93,030 sq km (35,919 sq miles).
Budapest. Population: 1,741,041 (2011).
Hungary is situated in Central Europe, sharing borders to the north with the Slovak Republic, to the northeast with Ukraine, to the east with Romania, to the south with Croatia and Serbia and to the west with Austria and Slovenia. There are several ranges of hills, chiefly in the north and west. The Great Plain (Nagyalföld) stretches east from the Danube to the foothills of the Carpathian Mountains in the CIS, to the mountains of Transylvania in Romania, and south to the Fruska Gora range in Croatia. Lake Balaton is the largest unbroken stretch of inland water in Central Europe.
Hungarian (Magyar) is the official language. German and English are widely spoken. Some French is also spoken, mainly in western Hungary.
65 per cent Roman Catholic, 20 per cent Calvinist. Eastern Orthodox and Jewish minorities. There is no official national religion.
220 volts AC, 50Hz. European-style two-pin plugs are used.
IDD available. Country code: 36. Outgoing international code: 00. Public telephones are operated by Ft10, Ft20, Ft50 and Ft100 coins or by telephone cards.
GSM dual band 900/1800; coverage throughout the country. Network operators include Pannon GSM Telecoms and Westel Mobile Telecommunications Company.
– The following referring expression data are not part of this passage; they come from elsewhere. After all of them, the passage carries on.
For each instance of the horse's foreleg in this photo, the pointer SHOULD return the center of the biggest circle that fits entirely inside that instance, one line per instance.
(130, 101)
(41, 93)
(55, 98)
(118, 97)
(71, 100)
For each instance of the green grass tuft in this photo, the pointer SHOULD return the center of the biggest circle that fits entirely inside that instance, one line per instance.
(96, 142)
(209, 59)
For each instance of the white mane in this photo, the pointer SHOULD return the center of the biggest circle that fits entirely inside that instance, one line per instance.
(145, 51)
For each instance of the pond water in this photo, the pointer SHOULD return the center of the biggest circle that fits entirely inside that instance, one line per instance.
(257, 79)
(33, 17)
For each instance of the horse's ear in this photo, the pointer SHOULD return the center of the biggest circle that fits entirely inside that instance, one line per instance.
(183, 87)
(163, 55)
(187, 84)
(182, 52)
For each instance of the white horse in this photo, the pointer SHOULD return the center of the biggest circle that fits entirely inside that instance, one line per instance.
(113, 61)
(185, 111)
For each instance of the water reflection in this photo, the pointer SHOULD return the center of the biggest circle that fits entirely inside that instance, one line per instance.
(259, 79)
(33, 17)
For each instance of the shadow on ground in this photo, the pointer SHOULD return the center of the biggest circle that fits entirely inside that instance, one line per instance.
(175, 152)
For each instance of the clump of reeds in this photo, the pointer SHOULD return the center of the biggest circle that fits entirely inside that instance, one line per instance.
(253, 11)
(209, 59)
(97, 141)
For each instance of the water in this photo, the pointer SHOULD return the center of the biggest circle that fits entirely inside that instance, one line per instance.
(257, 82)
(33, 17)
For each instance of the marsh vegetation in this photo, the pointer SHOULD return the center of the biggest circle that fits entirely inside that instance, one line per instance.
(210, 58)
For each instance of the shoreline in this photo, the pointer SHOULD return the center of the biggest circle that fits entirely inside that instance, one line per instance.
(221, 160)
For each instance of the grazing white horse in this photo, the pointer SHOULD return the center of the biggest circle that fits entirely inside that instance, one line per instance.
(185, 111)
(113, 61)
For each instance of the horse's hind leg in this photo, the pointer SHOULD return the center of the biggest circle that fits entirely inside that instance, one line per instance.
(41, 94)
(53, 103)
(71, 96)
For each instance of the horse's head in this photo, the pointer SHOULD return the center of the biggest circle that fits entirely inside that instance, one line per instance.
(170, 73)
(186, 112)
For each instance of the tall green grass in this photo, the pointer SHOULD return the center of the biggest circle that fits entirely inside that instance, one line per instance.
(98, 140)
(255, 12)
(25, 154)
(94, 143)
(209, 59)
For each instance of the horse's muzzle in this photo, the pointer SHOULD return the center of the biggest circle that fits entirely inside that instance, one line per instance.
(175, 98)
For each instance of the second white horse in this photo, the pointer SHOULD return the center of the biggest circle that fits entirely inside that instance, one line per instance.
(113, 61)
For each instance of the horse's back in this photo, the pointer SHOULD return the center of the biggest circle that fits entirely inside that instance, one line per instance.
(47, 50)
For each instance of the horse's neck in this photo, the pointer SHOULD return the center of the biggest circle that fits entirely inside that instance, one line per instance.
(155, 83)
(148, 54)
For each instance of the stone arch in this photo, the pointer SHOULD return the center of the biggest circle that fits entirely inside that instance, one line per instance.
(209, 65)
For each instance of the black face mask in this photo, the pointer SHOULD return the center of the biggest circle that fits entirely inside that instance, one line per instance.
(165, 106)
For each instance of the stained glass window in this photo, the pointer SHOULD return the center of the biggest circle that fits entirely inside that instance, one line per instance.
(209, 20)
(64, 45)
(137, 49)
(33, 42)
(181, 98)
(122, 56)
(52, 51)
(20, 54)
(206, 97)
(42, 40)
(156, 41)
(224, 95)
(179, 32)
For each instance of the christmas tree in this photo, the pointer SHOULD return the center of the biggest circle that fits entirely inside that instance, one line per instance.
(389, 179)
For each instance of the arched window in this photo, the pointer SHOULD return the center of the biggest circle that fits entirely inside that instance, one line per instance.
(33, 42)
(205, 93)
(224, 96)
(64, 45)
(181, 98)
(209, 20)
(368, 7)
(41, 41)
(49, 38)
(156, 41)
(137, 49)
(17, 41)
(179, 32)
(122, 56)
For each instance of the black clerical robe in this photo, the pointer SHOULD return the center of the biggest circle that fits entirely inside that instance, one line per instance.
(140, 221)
Services are available at main post offices all over the country and at the Telecommunications Information and Service Office, Petõfi Sándor u., Budapest.
ISPs include Matav (website: www.matav.hu). There are cybercafés in larger towns.
Airmail takes three days to one week to reach other European destinations. In addition to the main post office, the offices at West and East railway stations in Budapest are open 24 hours a day. Stamps are available from tobacconists as well as post offices. Post office hours: Mon-Fri 0800-1800; Sat 0700-1400.
National dailies include Népszabadság, Magyar Hirlap and Népszava. English-language newspapers include the Budapest Business Journal, Budapest Week, Courier Diplomatique, The Budapest Sun, The Hungarian Economy, The Hungarian Observer, and The Hungarian Quarterly.